What's behind the Photoshop settings?

IT8.7 target for ICC profiling

An ICC profile helps you get the correct colour from a device, but it's a bit of a black box, data goes in and comes out without any hint of the process involved.
Consider how a profile is created.
You print out a colour swatch like this one, it's about 800 colour swatches with various CMYK formulae.
It is read by a spectrophotometer which records the actual colour that is on the paper.

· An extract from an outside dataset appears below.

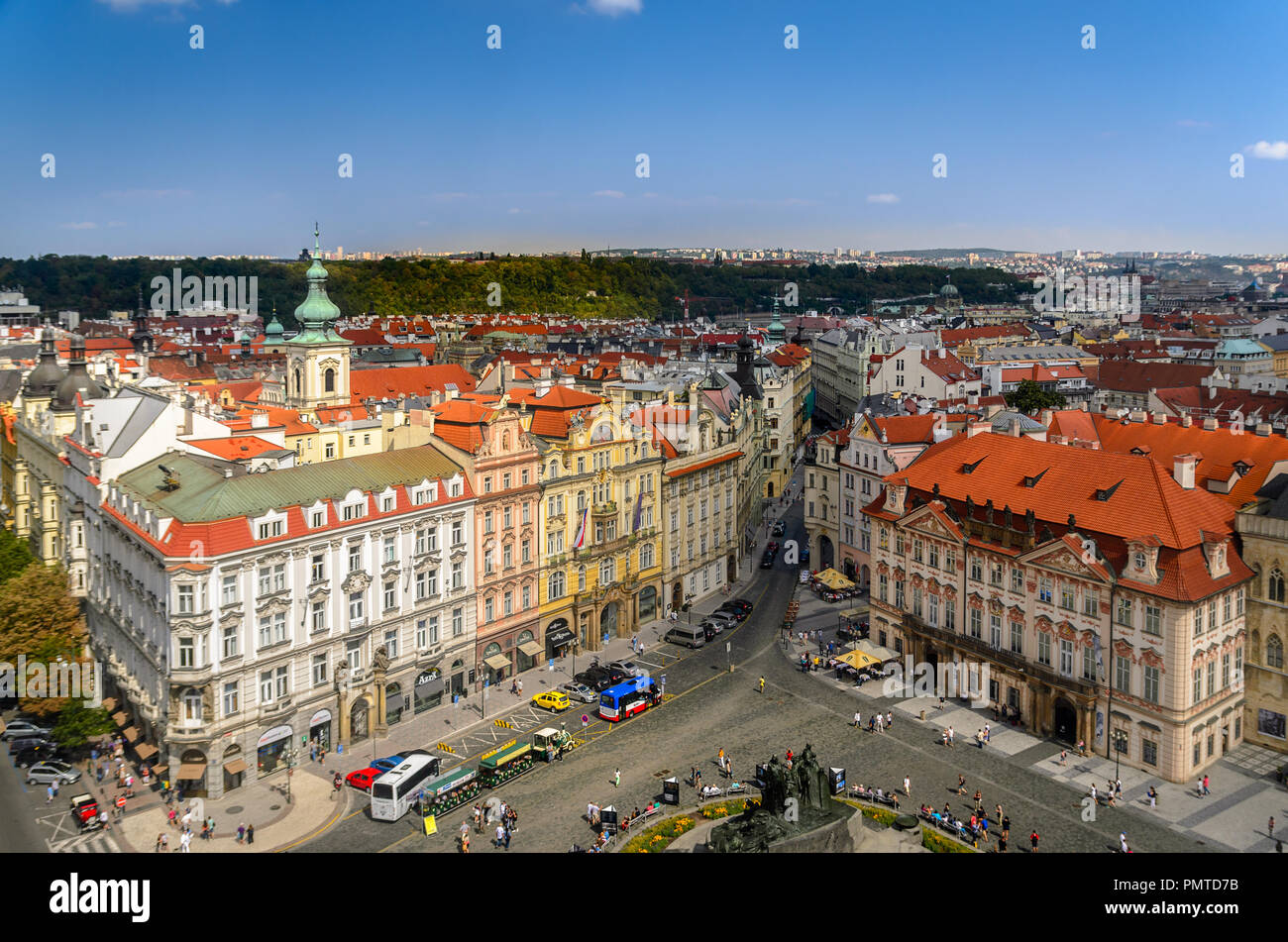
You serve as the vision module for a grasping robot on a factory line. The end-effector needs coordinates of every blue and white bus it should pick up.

Now, we know the CMYK values for each swatch and we know the colour of that swatch.
So if we want to reproduce that colour, we have a CMYK formula, this is stored in a Look Up Table (LUT).
Simple really.

before and after prints showing improvement in colour.
Colour can be defined in several different systems, printers use CMYK, monitors RGB. These are device dependent colour spaces because they are specific to the system for which they were designed. Lab is a device independent colour space which was developed to act as a standard. An ICC profile is just a series of CMYK or RGB formulae linked to the colour that results in Lab. Now when an application 'sees' a colour in a picture it goes to it's ICC profile and converts it to Lab. From there it has a monitor profile so that it can render the correct colour on screen, it has a printer ICC profile so that it can convert to CMYK and maybe a separations profile so that it can achieve the correct colour on press. Once the Lab colour is known then it is simple to work back to the CMYK or RGB combination that gave that colour. Note that the first step is to convert to Lab, this is done via the working (or input) profile. This profile is as important as your output profiles and poor choice (by which we mean sRGB) can lead to poor colour. Try AdobeRGB1998 as a good input profile.